29 parts Ongoing MatureNew York Colony, 1765-1783
When Patsy MacDonald married Will Whitcomb, the second son in a prominent, wealthy Manhattan family, she assumed that her future was secure, that she would be plagued by few-if any-question marks. She assumed that she would live out her years supporting her husband in his every decision, comporting herself in such a way that she would avoid bringing any scandal into their home, and busying herself with the task of bearing and raising his children.
What Patsy could never have foreseen, however, was that she and Will had married on the eve of the American colonies' battle for independence from England. She could not have foreseen that her husband, who hailed from a Loyalist family, would join the Continental Congress and help pen the very Declaration of Independence that would be sent to King George III. She could not have foreseen that he would join the Continental Army under General George Washington.

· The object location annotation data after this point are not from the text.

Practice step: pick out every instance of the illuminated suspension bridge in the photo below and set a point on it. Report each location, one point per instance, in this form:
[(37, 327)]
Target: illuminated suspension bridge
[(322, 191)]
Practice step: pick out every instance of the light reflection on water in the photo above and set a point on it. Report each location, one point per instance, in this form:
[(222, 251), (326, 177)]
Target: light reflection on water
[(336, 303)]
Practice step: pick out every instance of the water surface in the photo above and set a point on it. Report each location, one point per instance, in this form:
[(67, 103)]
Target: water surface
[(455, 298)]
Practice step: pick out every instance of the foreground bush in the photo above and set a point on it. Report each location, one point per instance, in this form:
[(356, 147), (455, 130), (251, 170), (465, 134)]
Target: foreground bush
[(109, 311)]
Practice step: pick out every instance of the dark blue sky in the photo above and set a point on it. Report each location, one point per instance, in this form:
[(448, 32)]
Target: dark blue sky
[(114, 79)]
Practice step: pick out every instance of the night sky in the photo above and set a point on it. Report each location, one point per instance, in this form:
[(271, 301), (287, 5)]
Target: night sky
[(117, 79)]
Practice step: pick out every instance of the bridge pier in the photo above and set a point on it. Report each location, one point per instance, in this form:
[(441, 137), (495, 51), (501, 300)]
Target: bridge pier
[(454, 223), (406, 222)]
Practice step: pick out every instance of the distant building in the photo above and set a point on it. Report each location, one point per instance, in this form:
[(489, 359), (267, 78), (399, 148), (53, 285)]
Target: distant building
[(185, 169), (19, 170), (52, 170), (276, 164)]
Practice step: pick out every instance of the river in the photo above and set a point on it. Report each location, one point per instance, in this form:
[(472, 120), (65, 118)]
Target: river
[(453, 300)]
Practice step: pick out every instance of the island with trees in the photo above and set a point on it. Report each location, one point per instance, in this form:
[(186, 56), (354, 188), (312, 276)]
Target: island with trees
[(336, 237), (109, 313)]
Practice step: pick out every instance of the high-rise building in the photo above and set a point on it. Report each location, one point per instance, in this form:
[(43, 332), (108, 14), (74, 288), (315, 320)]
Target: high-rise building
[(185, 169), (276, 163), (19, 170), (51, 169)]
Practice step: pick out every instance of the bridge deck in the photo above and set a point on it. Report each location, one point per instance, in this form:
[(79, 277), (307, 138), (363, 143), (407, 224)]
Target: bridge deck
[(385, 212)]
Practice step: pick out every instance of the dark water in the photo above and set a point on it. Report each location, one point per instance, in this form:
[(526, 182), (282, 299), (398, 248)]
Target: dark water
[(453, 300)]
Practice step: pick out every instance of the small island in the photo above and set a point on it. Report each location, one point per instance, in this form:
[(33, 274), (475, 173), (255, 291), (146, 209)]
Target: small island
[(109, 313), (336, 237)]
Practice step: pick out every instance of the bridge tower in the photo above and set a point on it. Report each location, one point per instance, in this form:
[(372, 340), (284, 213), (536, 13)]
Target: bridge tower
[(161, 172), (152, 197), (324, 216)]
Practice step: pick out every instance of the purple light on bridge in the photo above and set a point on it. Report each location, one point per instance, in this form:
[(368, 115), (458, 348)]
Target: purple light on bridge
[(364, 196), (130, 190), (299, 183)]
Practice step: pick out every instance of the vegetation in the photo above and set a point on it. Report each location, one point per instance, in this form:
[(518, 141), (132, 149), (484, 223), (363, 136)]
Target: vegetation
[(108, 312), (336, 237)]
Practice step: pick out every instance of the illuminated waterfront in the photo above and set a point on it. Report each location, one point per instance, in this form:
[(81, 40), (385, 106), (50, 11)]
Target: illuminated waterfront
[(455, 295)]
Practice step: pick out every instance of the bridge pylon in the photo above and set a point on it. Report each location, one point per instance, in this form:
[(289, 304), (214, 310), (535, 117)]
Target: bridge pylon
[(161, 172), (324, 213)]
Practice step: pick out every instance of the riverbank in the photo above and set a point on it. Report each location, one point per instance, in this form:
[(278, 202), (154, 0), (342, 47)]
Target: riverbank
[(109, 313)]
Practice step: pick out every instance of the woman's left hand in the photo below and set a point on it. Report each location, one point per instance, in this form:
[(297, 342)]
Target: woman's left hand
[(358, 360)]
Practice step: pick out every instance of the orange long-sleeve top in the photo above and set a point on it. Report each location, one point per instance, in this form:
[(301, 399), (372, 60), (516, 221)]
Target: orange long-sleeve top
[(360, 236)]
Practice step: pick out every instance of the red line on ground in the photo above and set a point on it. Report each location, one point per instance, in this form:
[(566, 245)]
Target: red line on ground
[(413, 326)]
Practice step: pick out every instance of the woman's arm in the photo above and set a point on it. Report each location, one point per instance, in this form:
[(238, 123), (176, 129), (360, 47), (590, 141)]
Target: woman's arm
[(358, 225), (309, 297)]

She could not have foreseen that he would die in battle, leaving her the widow of a traitor in the middle of a disastrous war.
Knowing that if the rebels lose the War of Independence, her husband's lands and properties will be confiscated by the British government, and she and their children would be left with nothing, Patsy finds herself in the most unforeseen position of them all: Posing as a Loyalist, entrenched in a New York society composed of Loyalists and British officers. Hosting one such British officer in her own home, Patsy joins the war effort as a spy, gathering intelligence that will be sent on to General Washington.
In doing so, she joins the secret Culper Ring as its most mysterious and controversial agent, a woman history knows only as Agent 355.